The MFA’s mission is to be a meeting place of world cultures. Acknowledging the cultural heritage of the artist, gallery labels for this exhibition are provided in both English and Spanish.
La misión del Museum of Fine Arts, Boston (MFA) es ser un lugar de encuentro de las culturas del mundo. En reconocimiento a la herencia cultural del artista, los textos de la galería para esta exposición se ofrecen en inglés y español.
By Laura Perkins
Honestly although I have known the name Frida Kahlo since back in the 1970s when we down to Mexico and along the way went to the famous Blue House Frida and Diego Rivera shared I was not familiar with her work as I was with Rivera and the other male muralists for which Mexico was then famous. I got more familiar with her work indirectly through the film Frida although I would not say I was well versed even then. What I connected Frida to more than art, or rather who I connected Frida to, was the Bolshevik revolutionary Leon Trotsky who persecuted by Stalin and his agents was on the planet without a place to stay. Frida and Diego through their connections got Trotsky into the country. Although I had a Trotskyist boyfriend at the time I went to Mexico I was unaware, as I believe he was since he never mentioned it then, of the short love affair between Frida and Trotsky (which would culminate in a Frida painting dedicated to Trotsky now in the Women’s Art Museum down in Washington).

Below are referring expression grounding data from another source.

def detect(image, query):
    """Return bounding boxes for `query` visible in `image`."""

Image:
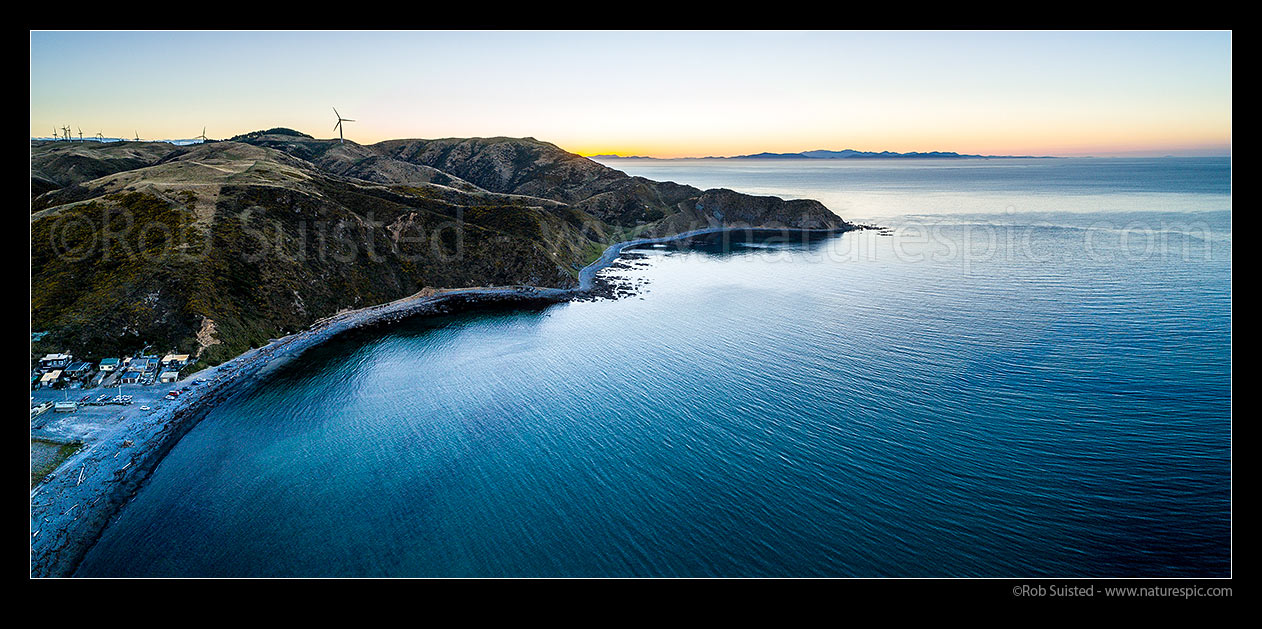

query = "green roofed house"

[98,358,121,372]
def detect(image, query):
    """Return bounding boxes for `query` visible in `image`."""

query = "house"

[39,353,72,371]
[98,358,121,372]
[129,358,154,373]
[120,370,143,384]
[159,371,180,384]
[40,370,62,387]
[63,361,93,384]
[161,354,190,369]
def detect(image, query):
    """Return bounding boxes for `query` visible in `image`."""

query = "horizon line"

[28,134,1231,160]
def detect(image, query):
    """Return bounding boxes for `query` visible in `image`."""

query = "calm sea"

[75,158,1232,577]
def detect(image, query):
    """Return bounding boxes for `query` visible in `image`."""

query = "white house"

[39,354,72,371]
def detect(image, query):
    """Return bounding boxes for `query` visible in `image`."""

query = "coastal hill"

[31,131,854,367]
[226,129,487,192]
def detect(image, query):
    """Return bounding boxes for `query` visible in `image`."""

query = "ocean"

[74,158,1232,577]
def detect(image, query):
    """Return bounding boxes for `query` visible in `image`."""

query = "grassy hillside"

[31,141,187,206]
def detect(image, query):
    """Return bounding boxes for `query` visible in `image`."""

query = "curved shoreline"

[30,225,853,577]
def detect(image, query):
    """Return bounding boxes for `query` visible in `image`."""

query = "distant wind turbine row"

[43,126,207,144]
[43,108,356,144]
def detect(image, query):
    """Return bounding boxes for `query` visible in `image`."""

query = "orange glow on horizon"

[571,137,1232,159]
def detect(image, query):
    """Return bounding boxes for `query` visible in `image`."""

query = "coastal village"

[32,344,191,400]
[28,315,318,576]
[29,334,199,483]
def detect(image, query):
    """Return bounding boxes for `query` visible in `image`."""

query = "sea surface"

[76,158,1232,577]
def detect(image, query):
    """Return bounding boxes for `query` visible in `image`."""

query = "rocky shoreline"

[29,225,855,577]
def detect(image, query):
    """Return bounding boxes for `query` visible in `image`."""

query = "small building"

[129,358,154,373]
[54,401,77,413]
[39,353,72,371]
[159,371,180,383]
[120,370,143,384]
[63,361,93,383]
[98,358,121,372]
[40,370,62,388]
[161,354,190,369]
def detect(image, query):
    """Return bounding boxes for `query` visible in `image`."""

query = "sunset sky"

[30,30,1231,157]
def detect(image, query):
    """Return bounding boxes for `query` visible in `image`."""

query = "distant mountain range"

[586,154,655,160]
[591,149,1051,160]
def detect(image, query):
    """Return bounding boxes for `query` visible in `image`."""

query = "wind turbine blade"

[344,119,355,122]
[333,107,340,118]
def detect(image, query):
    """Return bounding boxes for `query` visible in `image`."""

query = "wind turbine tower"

[333,107,354,144]
[77,127,83,142]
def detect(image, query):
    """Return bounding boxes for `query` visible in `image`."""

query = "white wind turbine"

[333,107,354,144]
[195,127,208,143]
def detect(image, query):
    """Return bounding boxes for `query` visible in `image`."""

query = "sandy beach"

[29,225,848,577]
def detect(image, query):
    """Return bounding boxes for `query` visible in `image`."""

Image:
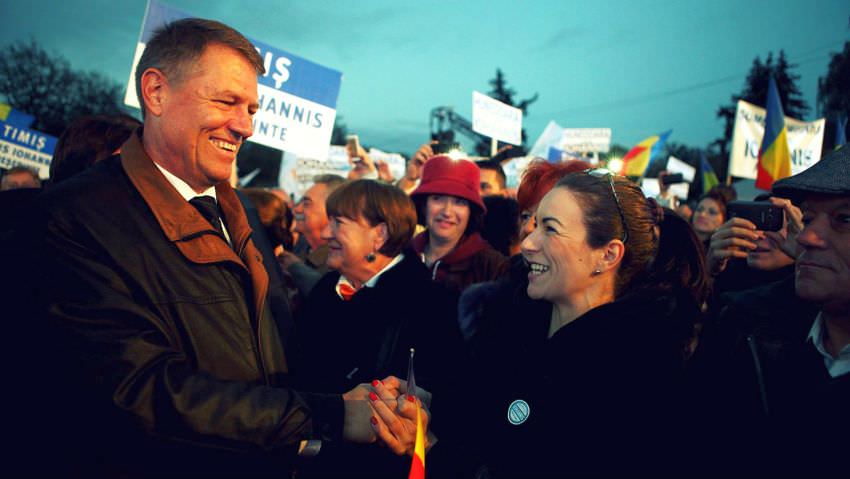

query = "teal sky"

[2,0,848,156]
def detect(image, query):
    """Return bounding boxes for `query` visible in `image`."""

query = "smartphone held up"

[727,201,784,232]
[346,134,362,162]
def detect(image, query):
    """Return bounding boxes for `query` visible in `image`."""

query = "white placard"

[641,178,689,202]
[528,120,564,158]
[729,100,825,179]
[277,146,407,200]
[561,128,612,153]
[666,155,696,182]
[472,91,522,146]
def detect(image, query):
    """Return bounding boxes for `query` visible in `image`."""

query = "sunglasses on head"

[584,168,629,243]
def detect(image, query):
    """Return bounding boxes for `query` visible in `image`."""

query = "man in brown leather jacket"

[27,18,412,477]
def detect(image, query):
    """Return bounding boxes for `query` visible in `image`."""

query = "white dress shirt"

[808,313,850,378]
[153,162,232,246]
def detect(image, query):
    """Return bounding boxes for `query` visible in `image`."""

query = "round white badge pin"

[507,399,530,425]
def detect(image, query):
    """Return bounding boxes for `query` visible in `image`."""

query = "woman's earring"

[593,268,602,276]
[365,252,376,263]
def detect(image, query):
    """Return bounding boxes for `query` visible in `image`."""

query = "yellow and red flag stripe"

[619,130,671,177]
[408,401,425,479]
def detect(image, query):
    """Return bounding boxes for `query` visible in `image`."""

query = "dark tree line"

[0,40,128,137]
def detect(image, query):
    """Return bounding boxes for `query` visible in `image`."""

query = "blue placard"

[139,0,340,108]
[253,38,341,109]
[1,120,57,154]
[0,104,36,129]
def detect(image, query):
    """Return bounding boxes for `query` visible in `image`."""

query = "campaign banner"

[472,91,522,146]
[562,128,611,153]
[729,100,825,180]
[124,0,343,159]
[278,146,406,199]
[547,147,585,164]
[0,103,35,129]
[0,120,57,178]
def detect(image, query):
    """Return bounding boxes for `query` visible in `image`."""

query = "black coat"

[444,279,693,478]
[292,253,465,478]
[27,133,342,477]
[691,277,848,475]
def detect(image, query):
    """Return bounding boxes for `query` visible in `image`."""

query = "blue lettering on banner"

[1,120,57,154]
[258,94,325,129]
[252,119,287,141]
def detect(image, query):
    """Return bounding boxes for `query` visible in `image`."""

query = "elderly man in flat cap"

[694,146,849,475]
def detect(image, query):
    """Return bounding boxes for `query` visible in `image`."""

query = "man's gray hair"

[135,18,264,118]
[312,174,347,194]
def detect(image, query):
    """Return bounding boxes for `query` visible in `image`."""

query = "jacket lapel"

[120,129,268,322]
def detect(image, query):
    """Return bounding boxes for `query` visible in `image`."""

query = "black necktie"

[189,196,226,238]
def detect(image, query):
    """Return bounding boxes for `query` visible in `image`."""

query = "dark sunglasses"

[584,168,629,243]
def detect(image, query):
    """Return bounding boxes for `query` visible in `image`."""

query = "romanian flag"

[700,151,719,194]
[620,130,671,177]
[408,402,426,479]
[755,76,792,190]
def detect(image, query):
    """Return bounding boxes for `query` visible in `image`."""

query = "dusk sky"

[2,0,848,156]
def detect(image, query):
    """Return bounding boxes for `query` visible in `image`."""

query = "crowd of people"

[1,16,847,479]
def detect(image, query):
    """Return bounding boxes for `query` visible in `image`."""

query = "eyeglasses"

[584,168,629,243]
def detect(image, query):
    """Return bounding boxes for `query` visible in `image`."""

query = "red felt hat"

[411,155,486,211]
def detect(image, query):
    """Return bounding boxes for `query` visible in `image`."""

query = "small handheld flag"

[700,151,719,194]
[755,76,792,190]
[407,348,425,479]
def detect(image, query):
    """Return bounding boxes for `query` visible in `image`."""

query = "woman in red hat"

[409,155,509,294]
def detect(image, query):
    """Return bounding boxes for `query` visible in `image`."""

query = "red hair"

[516,159,592,211]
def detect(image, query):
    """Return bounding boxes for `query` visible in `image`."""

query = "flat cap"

[772,146,850,202]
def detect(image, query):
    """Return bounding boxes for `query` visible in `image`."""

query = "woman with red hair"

[516,159,592,242]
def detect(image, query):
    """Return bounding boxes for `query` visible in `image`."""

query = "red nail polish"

[370,416,378,425]
[371,380,380,387]
[407,394,416,403]
[369,392,378,401]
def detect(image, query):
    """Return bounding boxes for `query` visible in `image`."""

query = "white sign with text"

[729,100,825,180]
[472,91,522,146]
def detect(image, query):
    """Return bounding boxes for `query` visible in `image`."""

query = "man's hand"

[764,197,803,260]
[707,217,759,275]
[342,384,377,444]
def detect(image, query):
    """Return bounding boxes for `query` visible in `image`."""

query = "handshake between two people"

[341,376,435,456]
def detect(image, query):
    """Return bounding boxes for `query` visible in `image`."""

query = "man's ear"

[139,68,168,117]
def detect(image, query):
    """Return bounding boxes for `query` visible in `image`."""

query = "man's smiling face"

[156,42,259,191]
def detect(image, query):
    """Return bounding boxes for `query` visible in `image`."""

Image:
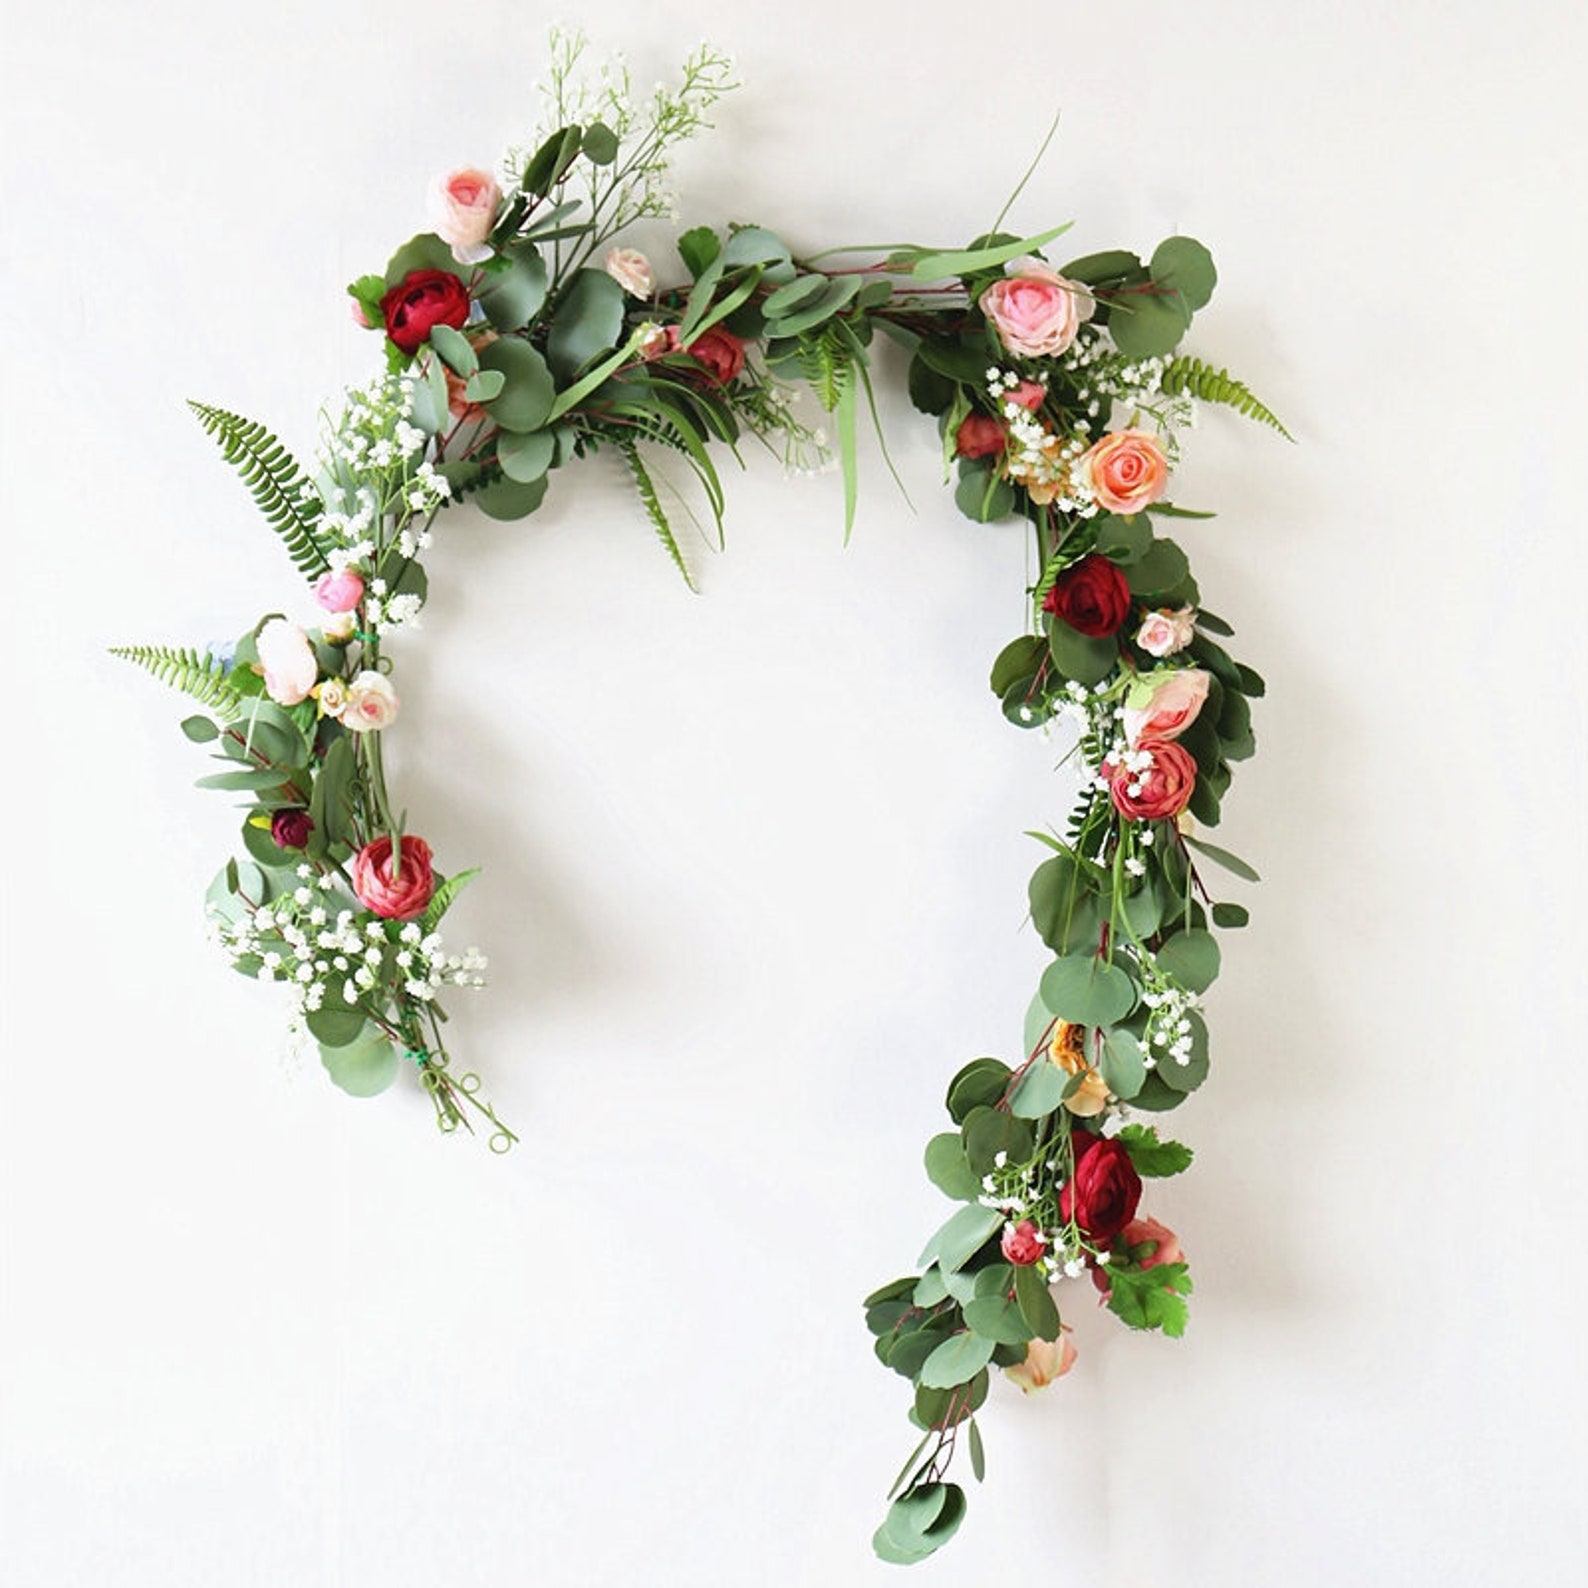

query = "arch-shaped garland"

[115,34,1284,1565]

My real introduction to Frida, live and in person, was several years ago when the MFA displayed (as in this exhibit) her famous Two Peasant Women painting which in many ways shows her artistic skills to advantage and has the addition advantage of showing how close she was to her deeply held Mexican roots. That alone is reason enough to see this exhibition at the MFA if you are in or near Boston between now and June.